The best times and friends were at NKP – Davis, who’s probably still in Thailand, and Esposito, who kept me sane through it all. Breen and his crazy ‘parrot’ taught me more about flying than anybody. Lucas and Lough, big Tim, Neelis, Schwartz and Comfort, God, too many great guys to remember. And the great Thai girls who took care of the hootch, Toy in the hootch bar, and Ba, our other bartender, who so kindly taught me to respect Thai customs like not pointing the bottom of your foot at someone (“No do!” and a pat on the foot) and told me “Buddha say, not too much, not too little, just enough!” and then I knew I was a Buddhist too – they made it possible to live under the conditions we found ourselves in there.

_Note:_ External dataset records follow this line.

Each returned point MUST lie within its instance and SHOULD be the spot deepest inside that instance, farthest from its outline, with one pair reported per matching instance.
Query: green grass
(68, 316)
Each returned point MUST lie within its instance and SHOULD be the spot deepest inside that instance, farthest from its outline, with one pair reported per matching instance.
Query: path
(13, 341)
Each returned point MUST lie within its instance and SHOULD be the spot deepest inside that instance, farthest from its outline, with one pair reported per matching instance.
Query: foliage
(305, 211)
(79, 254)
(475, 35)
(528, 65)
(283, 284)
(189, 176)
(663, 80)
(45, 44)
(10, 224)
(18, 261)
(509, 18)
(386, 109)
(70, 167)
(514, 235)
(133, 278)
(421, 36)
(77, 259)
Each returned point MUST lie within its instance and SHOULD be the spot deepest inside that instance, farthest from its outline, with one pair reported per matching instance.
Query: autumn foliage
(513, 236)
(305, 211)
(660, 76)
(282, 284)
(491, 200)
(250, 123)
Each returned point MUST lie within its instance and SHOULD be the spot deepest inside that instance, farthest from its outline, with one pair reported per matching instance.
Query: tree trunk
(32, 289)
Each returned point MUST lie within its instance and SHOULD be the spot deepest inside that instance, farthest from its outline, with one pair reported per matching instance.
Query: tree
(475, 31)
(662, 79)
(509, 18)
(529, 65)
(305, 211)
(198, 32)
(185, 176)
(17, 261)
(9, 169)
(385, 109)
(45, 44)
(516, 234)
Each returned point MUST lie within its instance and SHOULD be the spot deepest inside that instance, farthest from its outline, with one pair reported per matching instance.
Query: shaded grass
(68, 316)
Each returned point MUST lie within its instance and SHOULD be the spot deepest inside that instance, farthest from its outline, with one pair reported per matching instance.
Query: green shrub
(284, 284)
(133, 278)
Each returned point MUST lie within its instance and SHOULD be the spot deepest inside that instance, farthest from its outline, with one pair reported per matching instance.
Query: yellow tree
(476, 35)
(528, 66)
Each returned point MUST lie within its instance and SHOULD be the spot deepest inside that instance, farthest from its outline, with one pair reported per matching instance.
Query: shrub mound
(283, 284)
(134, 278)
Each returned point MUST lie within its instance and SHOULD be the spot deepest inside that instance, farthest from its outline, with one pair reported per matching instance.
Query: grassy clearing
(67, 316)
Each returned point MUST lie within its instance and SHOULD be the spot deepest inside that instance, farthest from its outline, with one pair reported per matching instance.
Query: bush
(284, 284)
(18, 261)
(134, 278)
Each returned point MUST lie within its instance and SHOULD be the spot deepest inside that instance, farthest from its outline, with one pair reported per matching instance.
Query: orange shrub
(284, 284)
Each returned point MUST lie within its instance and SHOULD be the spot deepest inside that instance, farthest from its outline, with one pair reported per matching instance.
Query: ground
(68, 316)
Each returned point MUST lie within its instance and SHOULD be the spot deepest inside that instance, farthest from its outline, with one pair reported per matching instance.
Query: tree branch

Then there was the 94th – Brodie the Super-rapper, Skeeter, and X-wray; and the guys on the line: Frank Bright, who saved my ass downtown (maybe more than once!), Willie, Bell, the Joneses, Davis and his haircut! What a group. Washington the mail guy, the Zoomies: Rob and his cards, Young and Foster, the Nails, and of course, John Ryan, also a Nail, the only guy we knew who died in the war. In Cambodia. And Nixon says there’s no American troops in Cambodia.
Good times in town, much of which I don’t remember, the Wan Pen, Pulley’s Cultural Center, Hong Kong sword movies and trips to the countryside, Mekong whiskey and Thai weed. Nit and ‘my-mee nu-ut”, samlak rides and hot pepper. What a scene!
And the greatest thing of all, here I am going home, finally, alive! It’s hard to believe it’s over.